How it Works: You Choose
OysterFlows calculates the effects of your decisions in both the Sabine and Calcasieu River basins. While these rivers are close to each other, water management challenges in each are very different. So are your decisions.
The Sabine River forms a portion of the border between Louisiana and Texas. At the coast, the river flows into Sabine Lake, which is home to the Sabine Lake Oyster Reef, the largest remaining oyster reef in the Gulf of Mexico.
Because the river is so important for the water supply, it seems like every time there is a drought, the concept of diverting water out of the Sabine and sending it westward is raised.

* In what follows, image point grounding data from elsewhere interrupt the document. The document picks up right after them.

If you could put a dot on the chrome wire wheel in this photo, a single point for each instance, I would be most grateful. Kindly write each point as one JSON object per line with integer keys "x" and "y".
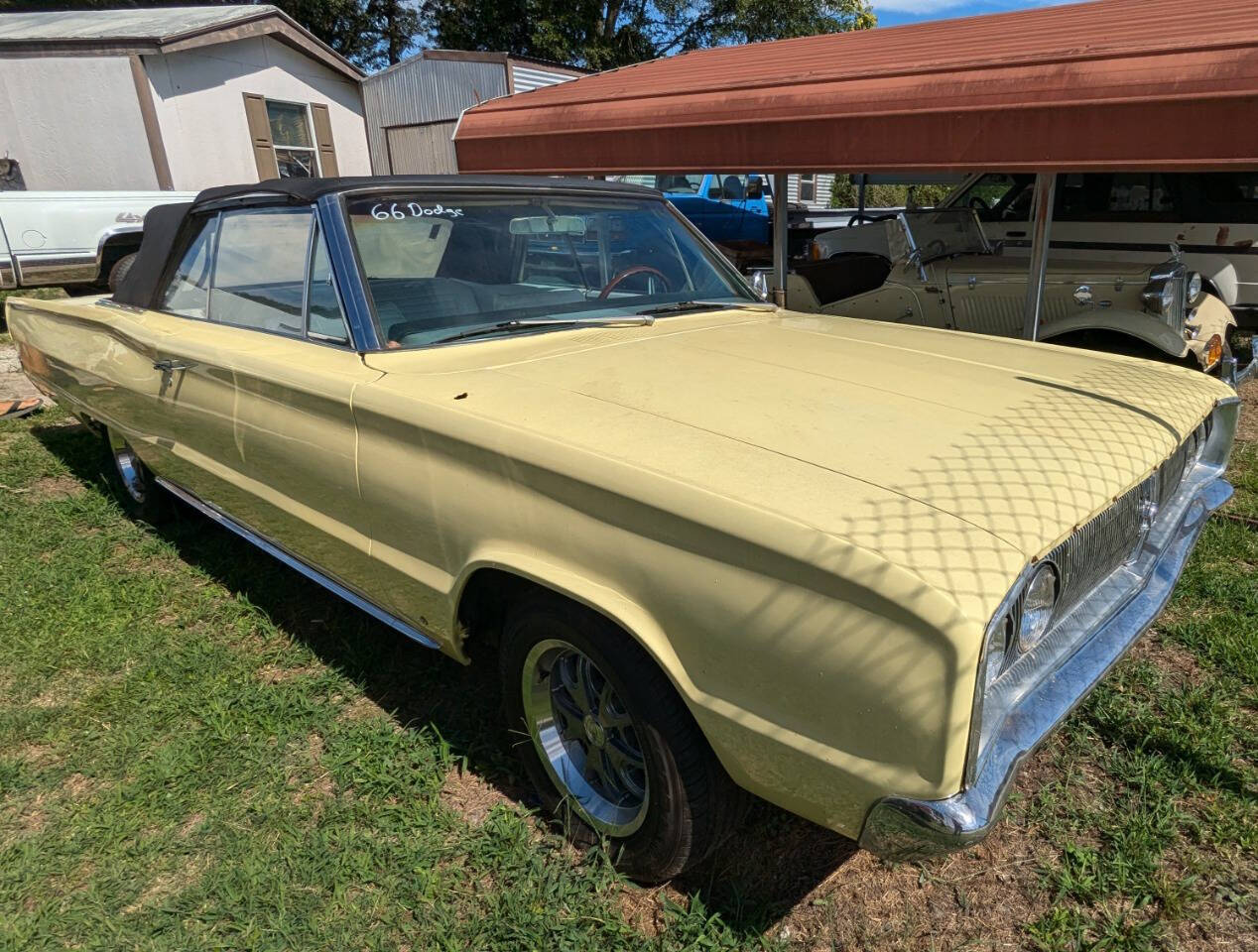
{"x": 131, "y": 470}
{"x": 585, "y": 736}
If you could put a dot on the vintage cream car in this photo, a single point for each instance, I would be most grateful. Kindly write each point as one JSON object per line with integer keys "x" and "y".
{"x": 938, "y": 270}
{"x": 855, "y": 568}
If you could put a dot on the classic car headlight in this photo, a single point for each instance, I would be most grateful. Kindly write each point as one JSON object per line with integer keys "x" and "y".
{"x": 1159, "y": 297}
{"x": 1194, "y": 287}
{"x": 1038, "y": 601}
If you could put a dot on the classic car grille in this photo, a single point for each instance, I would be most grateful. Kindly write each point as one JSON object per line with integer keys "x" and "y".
{"x": 1113, "y": 537}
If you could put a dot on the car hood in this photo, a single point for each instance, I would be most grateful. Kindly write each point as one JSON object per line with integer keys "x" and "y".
{"x": 1059, "y": 268}
{"x": 943, "y": 451}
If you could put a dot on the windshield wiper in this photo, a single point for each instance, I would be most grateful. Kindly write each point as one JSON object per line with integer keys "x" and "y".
{"x": 531, "y": 322}
{"x": 680, "y": 305}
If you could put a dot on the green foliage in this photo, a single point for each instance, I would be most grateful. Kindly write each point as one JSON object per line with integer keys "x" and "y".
{"x": 601, "y": 34}
{"x": 843, "y": 195}
{"x": 370, "y": 33}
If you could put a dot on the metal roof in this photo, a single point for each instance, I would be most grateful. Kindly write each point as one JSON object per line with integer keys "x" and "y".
{"x": 150, "y": 24}
{"x": 167, "y": 29}
{"x": 1106, "y": 84}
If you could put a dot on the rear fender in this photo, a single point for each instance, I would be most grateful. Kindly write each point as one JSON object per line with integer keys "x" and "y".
{"x": 1131, "y": 323}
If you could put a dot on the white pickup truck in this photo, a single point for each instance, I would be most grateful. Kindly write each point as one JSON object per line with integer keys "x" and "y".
{"x": 71, "y": 238}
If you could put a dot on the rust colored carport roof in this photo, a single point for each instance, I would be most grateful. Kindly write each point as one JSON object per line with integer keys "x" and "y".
{"x": 1116, "y": 83}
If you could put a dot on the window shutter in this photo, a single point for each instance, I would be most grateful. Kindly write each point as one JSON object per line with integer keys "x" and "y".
{"x": 323, "y": 140}
{"x": 259, "y": 134}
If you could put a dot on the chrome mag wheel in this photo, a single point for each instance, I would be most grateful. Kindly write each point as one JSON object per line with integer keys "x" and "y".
{"x": 131, "y": 470}
{"x": 585, "y": 736}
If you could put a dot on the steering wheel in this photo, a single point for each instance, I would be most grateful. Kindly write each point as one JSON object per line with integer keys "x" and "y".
{"x": 628, "y": 273}
{"x": 868, "y": 219}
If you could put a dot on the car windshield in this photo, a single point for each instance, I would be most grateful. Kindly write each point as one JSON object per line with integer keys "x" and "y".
{"x": 438, "y": 266}
{"x": 670, "y": 182}
{"x": 944, "y": 233}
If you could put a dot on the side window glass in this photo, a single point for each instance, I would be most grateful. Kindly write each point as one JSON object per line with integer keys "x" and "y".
{"x": 1229, "y": 196}
{"x": 189, "y": 286}
{"x": 259, "y": 272}
{"x": 323, "y": 317}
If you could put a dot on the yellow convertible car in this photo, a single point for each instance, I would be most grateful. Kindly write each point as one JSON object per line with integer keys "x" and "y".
{"x": 855, "y": 568}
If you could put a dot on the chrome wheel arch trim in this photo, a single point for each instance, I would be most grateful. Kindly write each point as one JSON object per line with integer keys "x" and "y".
{"x": 300, "y": 565}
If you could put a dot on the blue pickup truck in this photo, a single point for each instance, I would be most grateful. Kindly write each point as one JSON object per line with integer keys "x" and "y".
{"x": 725, "y": 206}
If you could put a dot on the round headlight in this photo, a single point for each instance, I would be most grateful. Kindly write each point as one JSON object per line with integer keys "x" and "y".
{"x": 1194, "y": 287}
{"x": 999, "y": 648}
{"x": 1160, "y": 297}
{"x": 1037, "y": 606}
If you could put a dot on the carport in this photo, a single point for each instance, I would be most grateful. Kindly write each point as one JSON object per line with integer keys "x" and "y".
{"x": 1113, "y": 84}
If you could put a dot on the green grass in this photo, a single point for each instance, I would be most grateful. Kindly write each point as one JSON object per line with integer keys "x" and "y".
{"x": 198, "y": 749}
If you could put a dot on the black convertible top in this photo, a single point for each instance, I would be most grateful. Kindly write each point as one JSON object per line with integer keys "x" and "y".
{"x": 164, "y": 224}
{"x": 306, "y": 190}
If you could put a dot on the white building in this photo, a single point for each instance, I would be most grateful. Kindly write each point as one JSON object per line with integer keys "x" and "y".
{"x": 175, "y": 98}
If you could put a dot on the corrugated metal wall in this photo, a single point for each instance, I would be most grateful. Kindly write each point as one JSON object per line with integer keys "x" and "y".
{"x": 422, "y": 150}
{"x": 820, "y": 200}
{"x": 525, "y": 78}
{"x": 421, "y": 90}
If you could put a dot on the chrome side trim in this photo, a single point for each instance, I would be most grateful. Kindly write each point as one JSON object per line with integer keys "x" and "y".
{"x": 8, "y": 273}
{"x": 314, "y": 575}
{"x": 61, "y": 270}
{"x": 901, "y": 828}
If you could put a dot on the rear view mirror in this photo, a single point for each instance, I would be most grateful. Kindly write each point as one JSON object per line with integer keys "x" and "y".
{"x": 548, "y": 225}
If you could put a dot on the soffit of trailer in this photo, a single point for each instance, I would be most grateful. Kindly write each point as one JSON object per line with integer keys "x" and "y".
{"x": 1108, "y": 84}
{"x": 169, "y": 29}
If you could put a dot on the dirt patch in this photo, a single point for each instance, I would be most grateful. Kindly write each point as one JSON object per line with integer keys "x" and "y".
{"x": 38, "y": 755}
{"x": 168, "y": 885}
{"x": 470, "y": 797}
{"x": 313, "y": 783}
{"x": 1248, "y": 427}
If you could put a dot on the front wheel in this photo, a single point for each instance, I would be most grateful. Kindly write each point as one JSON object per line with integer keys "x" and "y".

Here you can investigate the downstream effects of transferring water out of the Sabine River for other uses. To do this, you operate a dam and release or hold back water from the Toledo Bend Reservoir, control the flow of water from the Neches River in Texas, and control the amount of salt water entering Sabine Lake from the Gulf of Mexico.
The Calcasieu River begins in Vernon Parish, Louisiana and flows about 200 miles into Calcasieu Lake at the Gulf of Mexico coast. Calcasieu Lake is rimmed with coastal wetlands and contains commercial oyster reefs that are both public and private and are harvested each year.
On its way to the Gulf of Mexico, the Calcasieu River flows through Lake Charles, a growing city, where Calcasieu River waters are heavily used for industrial and municipal purposes. Here, you decide how much additional water you’d like to withdraw from the river at Lake Charles and investigate the downstream effects of your actions.
Solving Water Challenges
Like many states, regions, and nations, Louisiana is contemplating its water future. A sustainable water plan will be hard to realize without the proper tools to support making good choices.
But the oyster can lead the way to a better future, and science can help us get us there.
The oyster can show us how to manage water in a balanced and integrated way so that we can meet the needs of nature and people. OysterFlows and all of the web apps in the Freshwater Network can provide Louisiana and other states a comprehensive picture of their water resources and powerful analytical tools to make their water future a bright one.
And as this network grows, our ability to provide that picture at greater scales increases.
We can bring this technology to the world so that whether you’re eating Oysters Rockefeller in New Orleans or slurping raw oysters in Sydney, you can be sure that our coastal bounties are being considered when making decisions about fresh water.
While I love oysters many ways, my favorite is a Cajun oyster stew with shallots and a side of French bread.